We were both quiet. I was alert for intruder sounds, like Celeste climbing through the kitchen window. Chop would let us know. He was our guard pig. The whole thing seemed totally absurd. I started laughing. Jon stuck his head up over Meggie to look at me. Chance released my nipple with a pop and looked at me with pursed lips. I looked at Jon.

“What are you two looking at?” I asked.

“Nothing,” said Jon.

His head disappeared behind Meggie. The bed started shaking, he was laughing. He slid out and crashed to the floor. I waited for a groan, but he just laughed harder. Meggie flopped over, inched to the side of the bed, and waved her hand over the side looking for his neck. I was afraid she’d go over the edge and land on him, so I grabbed the back of her nightgown. Jon laughed on.

“Stop laughing or I’m going to let go of her nightgown,” I hissed.

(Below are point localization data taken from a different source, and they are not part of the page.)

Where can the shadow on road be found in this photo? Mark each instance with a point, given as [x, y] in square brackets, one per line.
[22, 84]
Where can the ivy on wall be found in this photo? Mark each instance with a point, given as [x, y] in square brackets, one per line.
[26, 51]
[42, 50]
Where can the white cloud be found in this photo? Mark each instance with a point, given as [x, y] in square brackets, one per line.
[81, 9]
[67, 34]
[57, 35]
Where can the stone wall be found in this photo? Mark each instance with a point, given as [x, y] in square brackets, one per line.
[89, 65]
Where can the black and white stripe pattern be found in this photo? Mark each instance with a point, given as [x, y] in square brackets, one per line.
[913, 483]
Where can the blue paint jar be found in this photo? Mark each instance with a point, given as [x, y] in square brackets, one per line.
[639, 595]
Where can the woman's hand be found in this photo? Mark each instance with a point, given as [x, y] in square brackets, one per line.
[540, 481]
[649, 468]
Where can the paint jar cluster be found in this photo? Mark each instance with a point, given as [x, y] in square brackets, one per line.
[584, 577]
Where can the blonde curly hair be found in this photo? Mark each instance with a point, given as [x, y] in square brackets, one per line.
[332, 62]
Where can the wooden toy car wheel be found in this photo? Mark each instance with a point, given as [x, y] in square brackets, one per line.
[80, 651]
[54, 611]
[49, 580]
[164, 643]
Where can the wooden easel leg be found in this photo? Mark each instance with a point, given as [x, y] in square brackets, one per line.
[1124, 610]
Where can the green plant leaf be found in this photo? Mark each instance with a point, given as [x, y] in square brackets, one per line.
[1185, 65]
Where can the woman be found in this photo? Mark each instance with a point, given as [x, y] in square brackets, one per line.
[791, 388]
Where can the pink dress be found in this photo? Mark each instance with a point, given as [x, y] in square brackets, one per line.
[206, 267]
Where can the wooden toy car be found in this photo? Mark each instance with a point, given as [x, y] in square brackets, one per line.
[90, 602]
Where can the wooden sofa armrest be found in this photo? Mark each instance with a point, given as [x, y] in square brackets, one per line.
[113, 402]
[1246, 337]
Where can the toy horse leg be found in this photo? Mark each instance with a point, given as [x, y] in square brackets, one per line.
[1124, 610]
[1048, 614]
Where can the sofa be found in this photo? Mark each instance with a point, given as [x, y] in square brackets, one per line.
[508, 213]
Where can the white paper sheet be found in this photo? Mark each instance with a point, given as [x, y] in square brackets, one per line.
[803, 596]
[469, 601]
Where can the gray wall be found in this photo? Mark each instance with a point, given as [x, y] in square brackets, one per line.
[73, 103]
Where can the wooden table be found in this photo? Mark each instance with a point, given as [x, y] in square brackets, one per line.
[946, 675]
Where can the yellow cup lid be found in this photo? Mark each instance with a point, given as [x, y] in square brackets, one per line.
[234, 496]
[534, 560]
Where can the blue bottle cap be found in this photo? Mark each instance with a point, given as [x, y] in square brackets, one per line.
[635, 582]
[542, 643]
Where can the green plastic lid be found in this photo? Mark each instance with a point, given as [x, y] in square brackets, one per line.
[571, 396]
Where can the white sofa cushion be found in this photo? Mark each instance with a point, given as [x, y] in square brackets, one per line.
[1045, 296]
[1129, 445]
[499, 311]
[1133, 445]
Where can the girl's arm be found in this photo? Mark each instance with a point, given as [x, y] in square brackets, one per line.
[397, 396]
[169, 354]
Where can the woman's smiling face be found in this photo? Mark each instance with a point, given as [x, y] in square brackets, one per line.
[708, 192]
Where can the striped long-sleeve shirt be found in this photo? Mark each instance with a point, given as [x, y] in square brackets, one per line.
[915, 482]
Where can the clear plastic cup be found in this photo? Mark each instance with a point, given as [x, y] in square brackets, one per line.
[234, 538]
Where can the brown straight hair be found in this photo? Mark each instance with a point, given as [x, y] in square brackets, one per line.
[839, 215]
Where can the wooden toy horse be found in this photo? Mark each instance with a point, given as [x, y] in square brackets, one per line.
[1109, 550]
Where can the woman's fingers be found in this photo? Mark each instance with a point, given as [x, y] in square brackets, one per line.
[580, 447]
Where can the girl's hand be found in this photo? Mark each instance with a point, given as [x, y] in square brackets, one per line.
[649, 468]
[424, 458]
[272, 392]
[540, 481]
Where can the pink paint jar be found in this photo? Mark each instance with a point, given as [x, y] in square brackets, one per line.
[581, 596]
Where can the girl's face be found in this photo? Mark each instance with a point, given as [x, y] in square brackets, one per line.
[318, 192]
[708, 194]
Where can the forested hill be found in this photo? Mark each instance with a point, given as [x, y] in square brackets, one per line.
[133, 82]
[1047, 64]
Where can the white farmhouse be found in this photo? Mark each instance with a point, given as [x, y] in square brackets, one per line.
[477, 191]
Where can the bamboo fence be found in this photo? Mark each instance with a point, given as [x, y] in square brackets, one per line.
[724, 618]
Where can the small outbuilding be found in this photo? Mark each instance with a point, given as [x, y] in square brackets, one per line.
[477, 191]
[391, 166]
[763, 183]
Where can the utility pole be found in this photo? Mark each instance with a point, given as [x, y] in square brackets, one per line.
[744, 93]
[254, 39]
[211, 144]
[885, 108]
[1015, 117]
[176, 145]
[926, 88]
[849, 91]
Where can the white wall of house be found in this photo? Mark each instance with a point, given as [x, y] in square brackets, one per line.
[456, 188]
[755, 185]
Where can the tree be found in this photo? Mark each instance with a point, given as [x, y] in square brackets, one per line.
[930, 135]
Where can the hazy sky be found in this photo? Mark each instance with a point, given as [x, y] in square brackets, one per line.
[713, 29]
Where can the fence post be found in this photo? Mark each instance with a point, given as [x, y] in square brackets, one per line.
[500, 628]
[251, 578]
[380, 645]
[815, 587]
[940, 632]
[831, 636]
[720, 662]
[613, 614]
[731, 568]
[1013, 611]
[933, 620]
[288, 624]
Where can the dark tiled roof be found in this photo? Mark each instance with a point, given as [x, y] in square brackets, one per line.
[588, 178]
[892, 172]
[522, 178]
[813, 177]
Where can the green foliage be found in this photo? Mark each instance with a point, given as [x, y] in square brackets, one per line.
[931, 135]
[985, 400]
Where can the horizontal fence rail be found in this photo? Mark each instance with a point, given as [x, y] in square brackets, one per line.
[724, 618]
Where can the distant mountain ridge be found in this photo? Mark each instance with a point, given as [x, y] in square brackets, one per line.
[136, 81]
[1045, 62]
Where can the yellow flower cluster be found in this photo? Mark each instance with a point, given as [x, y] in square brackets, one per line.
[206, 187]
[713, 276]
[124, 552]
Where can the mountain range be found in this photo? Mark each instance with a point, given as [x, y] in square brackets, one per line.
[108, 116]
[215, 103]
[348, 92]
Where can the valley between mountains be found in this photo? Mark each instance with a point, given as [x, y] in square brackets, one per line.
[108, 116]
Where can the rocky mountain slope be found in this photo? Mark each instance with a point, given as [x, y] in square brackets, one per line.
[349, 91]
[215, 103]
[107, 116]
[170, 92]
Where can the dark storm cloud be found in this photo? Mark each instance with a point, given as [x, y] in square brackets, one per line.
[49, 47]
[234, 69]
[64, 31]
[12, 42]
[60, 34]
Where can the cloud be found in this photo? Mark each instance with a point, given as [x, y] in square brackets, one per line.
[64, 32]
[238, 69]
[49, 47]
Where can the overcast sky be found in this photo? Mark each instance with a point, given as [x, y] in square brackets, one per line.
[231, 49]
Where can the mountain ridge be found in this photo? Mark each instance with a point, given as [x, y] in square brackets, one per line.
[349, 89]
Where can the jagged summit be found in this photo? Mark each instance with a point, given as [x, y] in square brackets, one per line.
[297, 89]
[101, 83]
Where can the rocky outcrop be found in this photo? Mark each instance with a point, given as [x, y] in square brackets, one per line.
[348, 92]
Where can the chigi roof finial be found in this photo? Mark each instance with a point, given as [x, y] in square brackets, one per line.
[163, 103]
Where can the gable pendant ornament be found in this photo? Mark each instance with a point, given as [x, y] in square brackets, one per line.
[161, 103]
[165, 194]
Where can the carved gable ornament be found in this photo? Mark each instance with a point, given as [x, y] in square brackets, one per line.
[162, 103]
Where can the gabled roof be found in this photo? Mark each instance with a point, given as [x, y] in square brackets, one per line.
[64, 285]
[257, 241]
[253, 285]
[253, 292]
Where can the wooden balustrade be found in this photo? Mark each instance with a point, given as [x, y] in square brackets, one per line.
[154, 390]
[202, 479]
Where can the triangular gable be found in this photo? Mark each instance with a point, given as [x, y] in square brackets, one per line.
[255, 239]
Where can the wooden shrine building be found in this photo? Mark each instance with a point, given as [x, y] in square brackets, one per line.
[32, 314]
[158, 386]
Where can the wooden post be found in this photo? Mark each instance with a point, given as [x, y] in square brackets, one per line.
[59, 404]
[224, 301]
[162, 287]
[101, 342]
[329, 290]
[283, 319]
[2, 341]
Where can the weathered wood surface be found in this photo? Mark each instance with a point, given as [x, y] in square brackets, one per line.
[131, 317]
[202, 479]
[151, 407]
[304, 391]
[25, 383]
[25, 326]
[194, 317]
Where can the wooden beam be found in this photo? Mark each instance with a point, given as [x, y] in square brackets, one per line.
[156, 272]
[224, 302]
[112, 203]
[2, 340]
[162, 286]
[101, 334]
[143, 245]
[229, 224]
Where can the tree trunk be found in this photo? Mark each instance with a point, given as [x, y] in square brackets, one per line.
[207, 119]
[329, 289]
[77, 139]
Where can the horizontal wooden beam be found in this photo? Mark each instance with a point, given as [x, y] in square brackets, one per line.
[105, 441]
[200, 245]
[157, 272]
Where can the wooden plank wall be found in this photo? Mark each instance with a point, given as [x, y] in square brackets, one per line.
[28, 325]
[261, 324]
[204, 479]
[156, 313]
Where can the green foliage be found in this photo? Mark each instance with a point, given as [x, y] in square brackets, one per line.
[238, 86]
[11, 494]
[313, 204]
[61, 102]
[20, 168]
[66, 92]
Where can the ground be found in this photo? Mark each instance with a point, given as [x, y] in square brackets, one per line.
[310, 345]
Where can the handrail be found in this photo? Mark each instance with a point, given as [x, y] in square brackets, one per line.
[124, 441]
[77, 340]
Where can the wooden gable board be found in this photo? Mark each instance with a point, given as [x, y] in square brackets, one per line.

That really got him going. Chance smiled his first random smile. Too young, must be gas. God, not again.

“Chance just smiled. I think he has shrimp gas,” I whispered.

Jon totally lost it. He crawled to the bedroom door and out into the hall before he got up and laughed all the way out the screen door. I could hear him on the lanai laughing. Victor and Kaia could probably hear him. They must think we’re a hell of a lot jollier than we are. Chop must have been hanging around out there; he oinked. Jon said something to him and no surprise for this night, Chop oinked back. Borders secure, Sir!

I held onto Meggie who was fighting me in her sleep. Chance tooted. Yep. Shrimp. I flopped over onto my back and looked at the ceiling. I had slept in my former life. Shaved and moisturized legs between clean Egyptian cotton sheets. Frequently with a man. Not one had farted all night.

What had my life come to? I had a fleeting thought that Celeste could have it. I would go to the Amazon and sleep alone in a hammock with fresh air and pythons. That sounded totally fun compared to a night of shrimp sauce redux in sandy sheets. It sounded like paradise.

I let go of Meggie’s nightgown and she slid over the side of the bed and landed on her feet. Good cat genes. She sleepwalked down the hall like a heat seeking missile. She could turn toward her target or, do what she frequently did, misfire with a corkscrew contrail into the kitchen. She always shrieked when she hit the kitchen table. That table saw some action.

The screen door opened, she said, “Papa.” She added an under note of sob to drive home what an arduous journey she’d been on, in her sleep, down the hall. She might end up being one of those women that Jon described as
a lot of work
. Jon always fell for it, or pretended he did. He answered her in a quiet voice. Chop oinked. My lizard brain sent out a self-preservation signal. Jon might jump up and run to the cave entrance. I opted to fall asleep while the falling was good.


Dawn and everyone was still asleep. I decided to slip out and watch the sunrise. I almost tripped over Jon and Meggie asleep on the hall floor outside the bedroom. What the hell? Even asleep, he looked tired. He ran his hand lightly up my calf as I stepped over them.

The night tide had washed the beach clean of all the footprints that had passed that way. I sat at the cool edge of wet sand that slid under glassy water then deep to the unexplored space full of sunken ships and crashed planes that had drifted down, filled with trapped humans, to be skewered on the spewing lava vents that pierced half frozen currents, explored by clear sightless creatures. The space above me was overlapping tissue in vibrant pinks and mauves, reflected jewels in the sun gold laid across the surface of the water. You can sense the earth’s cool breath between the delicate sheets of sunrise color. I prefer sunrise. It’s a quiet mind sky. It’s optimistic. Sunset is dense with heat and hot colors. Loud voices and sirens. Fatigue and unwelcome revelations from the day.

My father had crashed at sunset. My sister and niece too. Bettina had been blinded by sun and alcohol as she drove the wrong way on the freeway. They’d been crushed in hot metal, road dirt and noise. An incongruous note in the police report said “Canon in D” was still playing. Bettina loved that piece. It felt better to know she was listening to it at the end. We played it at their funeral; they couldn’t hear it. I’d often wondered about the cop who knew that music. Who knew to put it in the report in case it made it to our memories, to our hearts.